I’m wondering if we could submit multiple times to test the algorithm for the final scoring. I know it may leak the information of sensitive data during the final scoring if multiple submission is allowed, but I am still wondering if there are other data sources other than the 2019 data or any other approaches to evaluate the algorithm.
So you’re welcome to resubmit to the prescreened arena as much as you’d like, in that way it’s just like the open arena-- in the prescreened arena your code is still running on the same publicly available 2019 data, the only difference is that we’re running your code for you–so you have a chance to catch any bugs/hard-coded file paths/etc before final submission in early november.
We won’t let your algorithm touch the withheld private data until you’re invited submit your final version (along with final write-up/proof and source code) on November 15th for final scoring, at which point there will be no leaderboard updates until final scoring is complete. You won’t be able to see the results of your code on the withheld data until everyone has passed (or failed) final DP validation, scoring is complete for all submissions on all epsilons, and we announce the prizes.

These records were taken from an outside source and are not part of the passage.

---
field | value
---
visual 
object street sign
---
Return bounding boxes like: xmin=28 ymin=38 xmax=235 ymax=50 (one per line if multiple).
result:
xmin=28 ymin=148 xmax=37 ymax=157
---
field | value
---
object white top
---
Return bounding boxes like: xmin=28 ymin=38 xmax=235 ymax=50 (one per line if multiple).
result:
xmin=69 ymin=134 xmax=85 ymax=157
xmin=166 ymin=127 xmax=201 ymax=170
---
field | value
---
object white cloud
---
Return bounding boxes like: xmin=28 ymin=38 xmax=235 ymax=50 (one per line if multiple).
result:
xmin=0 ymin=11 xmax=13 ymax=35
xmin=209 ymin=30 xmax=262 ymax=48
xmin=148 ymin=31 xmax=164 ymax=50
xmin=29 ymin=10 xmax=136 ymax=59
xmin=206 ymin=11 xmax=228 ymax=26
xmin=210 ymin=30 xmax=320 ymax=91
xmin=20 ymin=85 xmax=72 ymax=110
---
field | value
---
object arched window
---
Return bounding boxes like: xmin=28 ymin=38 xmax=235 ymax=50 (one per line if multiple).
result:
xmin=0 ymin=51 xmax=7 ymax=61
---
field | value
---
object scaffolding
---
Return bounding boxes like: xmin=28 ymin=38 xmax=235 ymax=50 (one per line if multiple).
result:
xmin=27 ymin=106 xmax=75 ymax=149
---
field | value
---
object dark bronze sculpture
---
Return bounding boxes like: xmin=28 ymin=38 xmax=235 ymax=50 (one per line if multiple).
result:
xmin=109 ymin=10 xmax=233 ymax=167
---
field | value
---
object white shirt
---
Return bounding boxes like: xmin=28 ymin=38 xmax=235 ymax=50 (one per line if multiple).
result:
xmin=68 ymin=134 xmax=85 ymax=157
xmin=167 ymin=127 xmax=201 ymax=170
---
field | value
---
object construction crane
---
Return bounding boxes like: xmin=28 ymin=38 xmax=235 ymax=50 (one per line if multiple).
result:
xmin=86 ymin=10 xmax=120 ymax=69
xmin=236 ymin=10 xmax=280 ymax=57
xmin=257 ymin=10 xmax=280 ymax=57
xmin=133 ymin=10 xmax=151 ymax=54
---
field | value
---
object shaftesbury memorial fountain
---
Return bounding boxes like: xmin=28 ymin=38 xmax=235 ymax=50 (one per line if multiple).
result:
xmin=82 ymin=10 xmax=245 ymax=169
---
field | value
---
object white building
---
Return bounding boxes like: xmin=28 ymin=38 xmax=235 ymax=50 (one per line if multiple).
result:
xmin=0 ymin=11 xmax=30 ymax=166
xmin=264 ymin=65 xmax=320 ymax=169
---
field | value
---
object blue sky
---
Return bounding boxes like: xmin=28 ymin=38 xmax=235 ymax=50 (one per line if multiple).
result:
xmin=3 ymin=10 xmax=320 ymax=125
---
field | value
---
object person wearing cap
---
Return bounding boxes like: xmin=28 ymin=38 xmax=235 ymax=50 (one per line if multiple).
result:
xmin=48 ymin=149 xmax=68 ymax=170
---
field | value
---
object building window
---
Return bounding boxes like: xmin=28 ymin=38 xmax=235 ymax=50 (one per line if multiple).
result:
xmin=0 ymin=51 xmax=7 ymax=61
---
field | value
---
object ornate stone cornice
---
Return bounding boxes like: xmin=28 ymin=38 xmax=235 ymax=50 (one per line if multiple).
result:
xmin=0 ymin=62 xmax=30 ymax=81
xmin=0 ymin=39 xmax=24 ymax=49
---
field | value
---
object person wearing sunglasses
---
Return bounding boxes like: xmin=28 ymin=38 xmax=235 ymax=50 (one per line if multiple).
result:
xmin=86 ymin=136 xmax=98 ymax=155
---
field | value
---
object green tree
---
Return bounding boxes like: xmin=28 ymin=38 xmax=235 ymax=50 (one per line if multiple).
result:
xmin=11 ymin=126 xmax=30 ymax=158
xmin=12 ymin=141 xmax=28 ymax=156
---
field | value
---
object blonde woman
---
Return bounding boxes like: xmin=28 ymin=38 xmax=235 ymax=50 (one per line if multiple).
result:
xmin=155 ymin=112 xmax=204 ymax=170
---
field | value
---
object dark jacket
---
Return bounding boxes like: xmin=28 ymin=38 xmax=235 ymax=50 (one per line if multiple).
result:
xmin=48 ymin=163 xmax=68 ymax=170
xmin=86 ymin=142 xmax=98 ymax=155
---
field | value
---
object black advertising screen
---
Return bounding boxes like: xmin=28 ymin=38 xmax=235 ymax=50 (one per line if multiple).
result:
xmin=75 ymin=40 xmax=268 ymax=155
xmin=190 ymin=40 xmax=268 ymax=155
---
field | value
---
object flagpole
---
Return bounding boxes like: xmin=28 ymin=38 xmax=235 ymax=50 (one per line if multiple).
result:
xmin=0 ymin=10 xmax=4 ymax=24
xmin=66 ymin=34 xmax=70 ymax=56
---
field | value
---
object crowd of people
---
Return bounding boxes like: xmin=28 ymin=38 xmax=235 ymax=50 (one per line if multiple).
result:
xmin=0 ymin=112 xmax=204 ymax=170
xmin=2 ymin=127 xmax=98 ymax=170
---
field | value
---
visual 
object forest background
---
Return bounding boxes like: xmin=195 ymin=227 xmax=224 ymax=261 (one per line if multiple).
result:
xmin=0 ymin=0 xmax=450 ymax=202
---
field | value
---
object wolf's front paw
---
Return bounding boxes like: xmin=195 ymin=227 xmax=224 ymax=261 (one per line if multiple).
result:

You only have the 2019 data to work with while you’re developing your algorithm-- which I understand is frustrating… but also realistic for many real world use cases (where it’s equally frustrating, but we have to deal with it). When you only have one data-set, but you wish you had more (in order to estimate variance between data sets), one trick you can use is called bootstrapping: https://en.wikipedia.org/wiki/Bootstrapping_(statistics)
Thanks, Christine! Thanks for clarifying the rule. The bootstrapping method also looks useful!